On our most recent trip we got to take the safari alone and had one on one time with the guide who asked us what we wanted to see most and he didn’t fail to show them to us. We got to hear one of the many venison do his fighting call, challenging another buck right at the beginning of the trip. We were so close to a family of giraffe, and a few bull elephants that we could have touched them. But the kicker was that Johannes was watching a couple of vultures and listening to the birds and explained to us what he was doing and before we knew it we pulled up to about 5 or 6 lions; it was a family that had just killed a prey for dinner and Johannes got us in positions to get some amazing photos. I was in just awe because the vultures and the lions are two of my favorites (Okay I have a lot of favorites). After we left there it was time to head back and the guide must have overheard us talking about the birds so he made sure we seen some of the beautiful birds in Hlane and we even found a Monitor Lizard by accident. I am telling you this man is very good at his job!

Near the reception area they have a restaurant that has an amazing view of a fairly massive lack that usually is occupied by a pair of Hippos, along with elephants and rhino’s basking in the sun and kudu running about. We have never stayed late but I bet having dinner with that view at dusk is absolutely stunning!

If you are ever in the area please make a trip to Hlane it is well worth it, it may not be as big as the famous Krueger but it is less crowded and has a large amount of game for viewing.

Side Note:

I almost considered not to write this blog because of the concern for the animals, poaching is a serious situation and a serious crime in some areas. In the states I had heard about poaching but it wasn’t really a big concern for me because it didn’t hit home. But being in South Africa and Swaziland, hearing the stories and seeing the lengths that the conservationist are going through to try to protect these animals I have realized that this does affect me. These animals are beautiful and majestic. And we do not need to let the poachers win!!!

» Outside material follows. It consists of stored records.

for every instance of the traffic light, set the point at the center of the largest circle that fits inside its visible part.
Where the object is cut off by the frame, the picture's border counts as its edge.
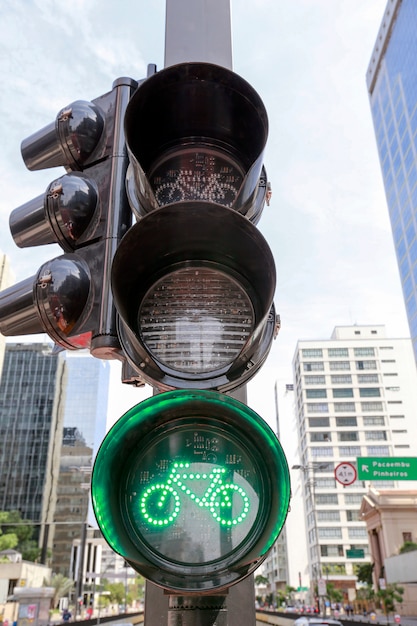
(192, 489)
(193, 280)
(86, 212)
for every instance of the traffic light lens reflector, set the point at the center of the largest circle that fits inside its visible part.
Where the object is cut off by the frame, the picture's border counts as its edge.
(196, 319)
(197, 173)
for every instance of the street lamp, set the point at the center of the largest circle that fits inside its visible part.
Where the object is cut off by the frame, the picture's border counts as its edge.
(308, 470)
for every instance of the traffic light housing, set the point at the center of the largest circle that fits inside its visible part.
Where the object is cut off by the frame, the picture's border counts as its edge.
(192, 489)
(86, 212)
(193, 281)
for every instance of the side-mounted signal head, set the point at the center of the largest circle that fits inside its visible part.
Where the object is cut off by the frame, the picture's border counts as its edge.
(70, 140)
(63, 214)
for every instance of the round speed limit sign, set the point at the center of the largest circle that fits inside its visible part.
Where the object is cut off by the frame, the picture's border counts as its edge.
(345, 473)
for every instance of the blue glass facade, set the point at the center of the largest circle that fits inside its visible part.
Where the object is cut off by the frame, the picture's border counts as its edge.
(32, 389)
(84, 427)
(392, 85)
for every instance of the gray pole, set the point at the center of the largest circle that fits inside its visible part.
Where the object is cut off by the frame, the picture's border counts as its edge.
(200, 30)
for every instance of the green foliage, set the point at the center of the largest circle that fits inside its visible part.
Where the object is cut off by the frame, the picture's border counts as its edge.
(365, 593)
(364, 573)
(334, 595)
(261, 580)
(408, 546)
(390, 595)
(62, 587)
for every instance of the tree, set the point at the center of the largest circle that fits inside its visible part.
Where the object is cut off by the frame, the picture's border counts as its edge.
(364, 573)
(393, 593)
(334, 595)
(117, 592)
(16, 533)
(62, 587)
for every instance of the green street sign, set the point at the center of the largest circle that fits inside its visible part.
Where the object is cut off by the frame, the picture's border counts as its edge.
(359, 553)
(387, 468)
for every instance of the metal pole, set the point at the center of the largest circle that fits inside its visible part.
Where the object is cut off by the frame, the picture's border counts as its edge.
(198, 30)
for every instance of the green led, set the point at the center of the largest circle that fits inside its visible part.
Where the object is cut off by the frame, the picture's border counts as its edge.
(228, 480)
(216, 496)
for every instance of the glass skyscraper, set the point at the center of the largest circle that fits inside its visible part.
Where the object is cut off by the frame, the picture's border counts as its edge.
(392, 87)
(84, 428)
(32, 398)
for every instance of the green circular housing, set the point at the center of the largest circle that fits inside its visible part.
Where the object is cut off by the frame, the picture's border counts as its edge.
(192, 488)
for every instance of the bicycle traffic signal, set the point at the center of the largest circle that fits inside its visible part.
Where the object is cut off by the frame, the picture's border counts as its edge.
(86, 212)
(202, 492)
(193, 280)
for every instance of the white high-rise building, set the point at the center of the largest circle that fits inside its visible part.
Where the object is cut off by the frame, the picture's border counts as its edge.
(355, 396)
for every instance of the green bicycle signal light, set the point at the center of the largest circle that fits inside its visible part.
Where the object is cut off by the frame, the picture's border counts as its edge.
(192, 489)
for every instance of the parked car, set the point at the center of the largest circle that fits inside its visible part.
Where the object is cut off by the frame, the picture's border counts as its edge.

In 2011 a war broke out against poachers in South Africa and yes it was a war. It is stated that 30 suspected poachers died during a shoot out against the anti poachers unit. Two rhinos were poached in Hlane after South Africa stepped up it’s forces against poaching. In Swaziland if you are caught poaching a rhino you could get a minimum mandatory sentence of 5 years in jail; traffickers of the products from poaching could get a mandatory sentence of 7 years and then the criminals MUST replace the animal or get another 2 years mandatory time added to their sentence.

Some things that we have learned by the guide:

  • Follow the vultures when doing safari’s because vultures equal dead animals which could equal a recent hunt.
  • Some of the birds will “talk” or “sing” when animals are close.
  • Usually in a group of elephants it is about 15 animals per “family” usually related and almost always led by the oldest in the group. The female will usually decide where and when they move and rest, day-to-day and season to season.
  • Elephants will topple over trees for several reasons: to clear out for the ground vegetation (for better growth and eating), to get to the roots of the tree and all lingering leaves or to get to the leaves up high (but usually not the case a lot of times because an elephant can reach higher than a giraffe – how you ask; well they can stand up on their hind legs and use their trunks to extend their reach).
  • Rhinos look for several things to be “comfortable” in their resting periods (after they haven eaten)– water, shade (thick brush) and “scratching post”.